You’ve heard children of divorced parents say, “My mom and dad split up, and for whatever reason, I feel responsible,” like it was somehow their fault. It’s a scenario that plays out all the time. How can we reasonably explain any kid concluding his or her parent’s break-up was on them? That makes zero sense unless, beginning in childhood, the message “You’re the glue keeping us together” hovered over every ballfield, school play, vacation, travel ball (bad idea), dinner table conversation, family outing, etc.

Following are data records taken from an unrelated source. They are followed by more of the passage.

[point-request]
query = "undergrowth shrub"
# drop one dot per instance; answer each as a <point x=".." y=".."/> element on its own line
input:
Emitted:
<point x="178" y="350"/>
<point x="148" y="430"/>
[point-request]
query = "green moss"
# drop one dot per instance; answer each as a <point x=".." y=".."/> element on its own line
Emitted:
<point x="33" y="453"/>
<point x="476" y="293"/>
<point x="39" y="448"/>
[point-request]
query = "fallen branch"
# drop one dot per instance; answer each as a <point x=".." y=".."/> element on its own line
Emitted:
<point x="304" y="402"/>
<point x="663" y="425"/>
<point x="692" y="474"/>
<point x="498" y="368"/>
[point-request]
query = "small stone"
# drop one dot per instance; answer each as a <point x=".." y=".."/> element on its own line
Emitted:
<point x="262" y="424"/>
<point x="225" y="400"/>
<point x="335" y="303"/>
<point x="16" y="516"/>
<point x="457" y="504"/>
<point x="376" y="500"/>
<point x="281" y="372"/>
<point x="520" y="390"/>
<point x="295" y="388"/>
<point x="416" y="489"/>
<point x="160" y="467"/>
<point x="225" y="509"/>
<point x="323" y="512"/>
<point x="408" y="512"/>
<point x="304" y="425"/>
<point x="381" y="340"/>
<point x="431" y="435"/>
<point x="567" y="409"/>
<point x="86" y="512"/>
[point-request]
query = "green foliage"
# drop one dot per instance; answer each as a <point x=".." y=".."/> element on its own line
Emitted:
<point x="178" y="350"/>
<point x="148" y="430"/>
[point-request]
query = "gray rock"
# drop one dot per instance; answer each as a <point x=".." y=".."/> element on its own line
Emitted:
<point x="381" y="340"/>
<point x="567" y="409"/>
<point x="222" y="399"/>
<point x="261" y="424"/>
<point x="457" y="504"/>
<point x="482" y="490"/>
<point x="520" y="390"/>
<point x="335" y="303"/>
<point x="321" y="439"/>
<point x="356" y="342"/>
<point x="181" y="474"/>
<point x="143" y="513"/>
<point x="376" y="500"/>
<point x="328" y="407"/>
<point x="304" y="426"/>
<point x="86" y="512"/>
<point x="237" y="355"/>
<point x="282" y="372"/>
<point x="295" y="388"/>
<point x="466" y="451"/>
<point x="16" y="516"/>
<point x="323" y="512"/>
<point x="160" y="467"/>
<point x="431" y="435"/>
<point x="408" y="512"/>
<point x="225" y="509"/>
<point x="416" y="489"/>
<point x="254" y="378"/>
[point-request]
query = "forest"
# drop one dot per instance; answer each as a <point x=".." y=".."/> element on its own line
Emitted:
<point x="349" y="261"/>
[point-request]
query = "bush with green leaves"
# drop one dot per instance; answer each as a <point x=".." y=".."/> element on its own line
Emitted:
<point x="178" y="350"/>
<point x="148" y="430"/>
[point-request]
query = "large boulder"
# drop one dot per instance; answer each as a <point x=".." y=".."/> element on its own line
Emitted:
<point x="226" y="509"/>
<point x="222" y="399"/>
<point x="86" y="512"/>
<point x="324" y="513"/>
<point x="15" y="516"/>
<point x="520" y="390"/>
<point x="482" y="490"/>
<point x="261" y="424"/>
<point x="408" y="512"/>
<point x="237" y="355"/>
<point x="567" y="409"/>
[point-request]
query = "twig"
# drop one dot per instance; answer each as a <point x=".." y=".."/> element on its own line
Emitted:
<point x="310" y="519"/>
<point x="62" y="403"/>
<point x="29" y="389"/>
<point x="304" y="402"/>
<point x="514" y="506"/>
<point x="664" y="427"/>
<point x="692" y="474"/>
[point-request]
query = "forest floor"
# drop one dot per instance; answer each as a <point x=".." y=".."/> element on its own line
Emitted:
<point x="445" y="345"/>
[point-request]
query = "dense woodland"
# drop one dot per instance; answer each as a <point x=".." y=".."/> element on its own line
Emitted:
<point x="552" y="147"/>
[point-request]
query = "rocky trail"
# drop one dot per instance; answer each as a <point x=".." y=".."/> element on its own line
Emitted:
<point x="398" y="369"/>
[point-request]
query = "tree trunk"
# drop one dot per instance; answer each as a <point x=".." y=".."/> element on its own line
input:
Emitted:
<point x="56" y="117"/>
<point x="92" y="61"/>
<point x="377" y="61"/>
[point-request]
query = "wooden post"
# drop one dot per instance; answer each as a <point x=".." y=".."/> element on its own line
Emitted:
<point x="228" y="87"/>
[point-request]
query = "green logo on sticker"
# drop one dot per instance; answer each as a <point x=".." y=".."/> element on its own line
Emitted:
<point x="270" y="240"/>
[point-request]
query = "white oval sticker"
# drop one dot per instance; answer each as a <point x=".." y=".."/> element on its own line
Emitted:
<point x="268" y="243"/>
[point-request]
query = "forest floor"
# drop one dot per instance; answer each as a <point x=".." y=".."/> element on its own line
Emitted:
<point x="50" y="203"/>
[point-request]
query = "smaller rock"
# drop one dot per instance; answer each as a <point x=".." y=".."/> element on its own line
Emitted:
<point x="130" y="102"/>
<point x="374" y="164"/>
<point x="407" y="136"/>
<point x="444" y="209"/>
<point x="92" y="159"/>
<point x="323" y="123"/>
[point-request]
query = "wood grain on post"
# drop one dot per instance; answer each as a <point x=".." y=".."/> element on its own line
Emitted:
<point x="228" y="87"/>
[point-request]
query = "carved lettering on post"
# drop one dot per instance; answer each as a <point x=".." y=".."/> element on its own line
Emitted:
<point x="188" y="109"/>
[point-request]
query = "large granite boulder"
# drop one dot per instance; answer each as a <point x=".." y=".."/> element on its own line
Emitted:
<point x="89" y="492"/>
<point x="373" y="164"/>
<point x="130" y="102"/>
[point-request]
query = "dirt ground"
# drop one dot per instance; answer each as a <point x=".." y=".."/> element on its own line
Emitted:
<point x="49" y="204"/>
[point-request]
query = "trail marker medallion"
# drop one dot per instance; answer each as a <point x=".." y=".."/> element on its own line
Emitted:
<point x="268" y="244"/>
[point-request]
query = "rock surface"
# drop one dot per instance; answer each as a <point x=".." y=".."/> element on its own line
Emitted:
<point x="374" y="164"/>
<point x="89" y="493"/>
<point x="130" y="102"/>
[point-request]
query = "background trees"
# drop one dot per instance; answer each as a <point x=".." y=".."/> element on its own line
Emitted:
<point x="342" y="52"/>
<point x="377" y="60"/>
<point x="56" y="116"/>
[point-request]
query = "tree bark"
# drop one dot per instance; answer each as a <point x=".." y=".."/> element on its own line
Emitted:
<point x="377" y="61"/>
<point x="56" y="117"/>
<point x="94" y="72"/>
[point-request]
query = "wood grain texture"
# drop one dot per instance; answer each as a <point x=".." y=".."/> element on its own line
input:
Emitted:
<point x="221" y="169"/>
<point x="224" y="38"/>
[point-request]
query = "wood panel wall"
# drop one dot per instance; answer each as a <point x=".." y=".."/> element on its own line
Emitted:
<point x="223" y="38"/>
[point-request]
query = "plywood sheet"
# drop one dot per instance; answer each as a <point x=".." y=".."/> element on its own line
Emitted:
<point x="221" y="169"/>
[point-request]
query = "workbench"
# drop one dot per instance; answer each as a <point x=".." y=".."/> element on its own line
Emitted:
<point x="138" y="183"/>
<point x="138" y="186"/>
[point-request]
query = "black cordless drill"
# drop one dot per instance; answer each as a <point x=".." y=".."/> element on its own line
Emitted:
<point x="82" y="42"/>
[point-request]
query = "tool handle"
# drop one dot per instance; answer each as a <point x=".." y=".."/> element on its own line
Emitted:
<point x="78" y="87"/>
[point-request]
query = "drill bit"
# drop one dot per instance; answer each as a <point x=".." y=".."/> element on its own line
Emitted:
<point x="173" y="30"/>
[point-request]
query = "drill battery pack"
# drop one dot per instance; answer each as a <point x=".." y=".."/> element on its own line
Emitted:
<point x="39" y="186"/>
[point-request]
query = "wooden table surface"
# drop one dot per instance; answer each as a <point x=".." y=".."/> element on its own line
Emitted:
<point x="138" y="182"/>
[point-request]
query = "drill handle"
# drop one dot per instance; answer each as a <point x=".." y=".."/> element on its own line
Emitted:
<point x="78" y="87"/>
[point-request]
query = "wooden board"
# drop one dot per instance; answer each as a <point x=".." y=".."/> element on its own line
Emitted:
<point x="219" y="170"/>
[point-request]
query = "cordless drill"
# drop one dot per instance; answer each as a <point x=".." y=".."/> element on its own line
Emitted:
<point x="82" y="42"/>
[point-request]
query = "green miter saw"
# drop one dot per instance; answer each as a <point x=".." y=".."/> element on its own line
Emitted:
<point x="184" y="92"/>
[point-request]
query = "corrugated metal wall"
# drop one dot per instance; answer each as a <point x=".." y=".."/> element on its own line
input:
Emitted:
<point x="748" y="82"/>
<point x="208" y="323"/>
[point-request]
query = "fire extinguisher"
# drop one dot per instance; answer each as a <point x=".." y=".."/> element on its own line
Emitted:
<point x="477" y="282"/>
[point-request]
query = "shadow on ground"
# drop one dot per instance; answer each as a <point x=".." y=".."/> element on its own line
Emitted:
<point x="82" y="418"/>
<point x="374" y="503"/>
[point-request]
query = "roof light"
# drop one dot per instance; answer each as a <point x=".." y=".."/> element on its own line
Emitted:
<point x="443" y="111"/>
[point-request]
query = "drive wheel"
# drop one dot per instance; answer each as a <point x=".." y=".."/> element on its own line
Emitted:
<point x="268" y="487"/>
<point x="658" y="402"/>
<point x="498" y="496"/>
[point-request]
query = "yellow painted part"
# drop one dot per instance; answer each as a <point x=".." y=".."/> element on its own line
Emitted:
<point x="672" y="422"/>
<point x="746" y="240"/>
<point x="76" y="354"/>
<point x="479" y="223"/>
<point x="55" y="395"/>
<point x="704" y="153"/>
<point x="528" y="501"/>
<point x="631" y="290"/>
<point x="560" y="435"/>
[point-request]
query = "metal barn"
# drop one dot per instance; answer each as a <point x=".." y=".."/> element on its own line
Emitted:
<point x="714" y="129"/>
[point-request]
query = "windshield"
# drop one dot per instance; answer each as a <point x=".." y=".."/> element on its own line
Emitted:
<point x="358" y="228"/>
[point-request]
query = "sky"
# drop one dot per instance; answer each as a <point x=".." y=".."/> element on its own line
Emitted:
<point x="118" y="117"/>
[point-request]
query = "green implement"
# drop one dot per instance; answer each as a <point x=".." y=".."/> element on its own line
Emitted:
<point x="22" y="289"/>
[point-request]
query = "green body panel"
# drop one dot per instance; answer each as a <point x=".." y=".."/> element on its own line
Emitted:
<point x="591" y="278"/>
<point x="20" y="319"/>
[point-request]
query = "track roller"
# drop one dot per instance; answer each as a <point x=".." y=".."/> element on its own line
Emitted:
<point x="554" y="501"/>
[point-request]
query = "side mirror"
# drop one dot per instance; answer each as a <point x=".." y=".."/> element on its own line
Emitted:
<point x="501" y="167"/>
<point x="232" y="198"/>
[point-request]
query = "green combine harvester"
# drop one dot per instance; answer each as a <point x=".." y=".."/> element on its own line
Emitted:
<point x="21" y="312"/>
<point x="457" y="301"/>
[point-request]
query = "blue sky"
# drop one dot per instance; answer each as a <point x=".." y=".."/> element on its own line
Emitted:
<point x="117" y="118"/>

It stands to reason, therefore, that divorce could only mean one thing: the glue failed, so yes, this is my fault. I’m pretty much describing my mindset at 18 when my parents divorced. The real troubles began, I later found out, when I was 5, a year before the KFC bucket in my lap incident above. Crazy how I picked up on the disconnect without hearing them argue or bicker even once. Please pay attention to that last sentence.

What, then, are parents supposed to do?


· Three times a week, as soon as you get home, kiss the kids and tell them, “We’re gonna have fun later, but first, Mom and Dad enjoy spending time together. We will sit on the couch for 30 minutes. You will see us, but you cannot interrupt us. If you do, you’ll get punished.”

· It’s imperative to pick a spot where the kids can watch you without interrupting. I’ve heard this referred to as “couch time,” it works like a charm. It’s the single most secure feeling you can hardwire into your kids.

· Stressful subjects are off-limits.

· 
This routine is highly likely to divorce-proof your marriage.

Three Quick Takeaways

· Apart from “The Silver Streak,” not one word of this blog is original; I’ve borrowed every bit of it. I’m simply sharing content others shared with me because it impacted my marriage and childrearing more than any other thing out there.

· Marriages don’t just collapse—they erode. So, Mom and Dad, don’t be misled—I promise your life only gets more hectic. If you’re too busy to establish healthy guardrails now, they won’t happen in the future.

· According to Psalm 127, children are incredible gifts from the Lord, and parents joyfully receive them as such. The trouble arises when they’re elevated to gods. They truly are terrible at it.
Jesus said, for those who have ears to hear, let them hear.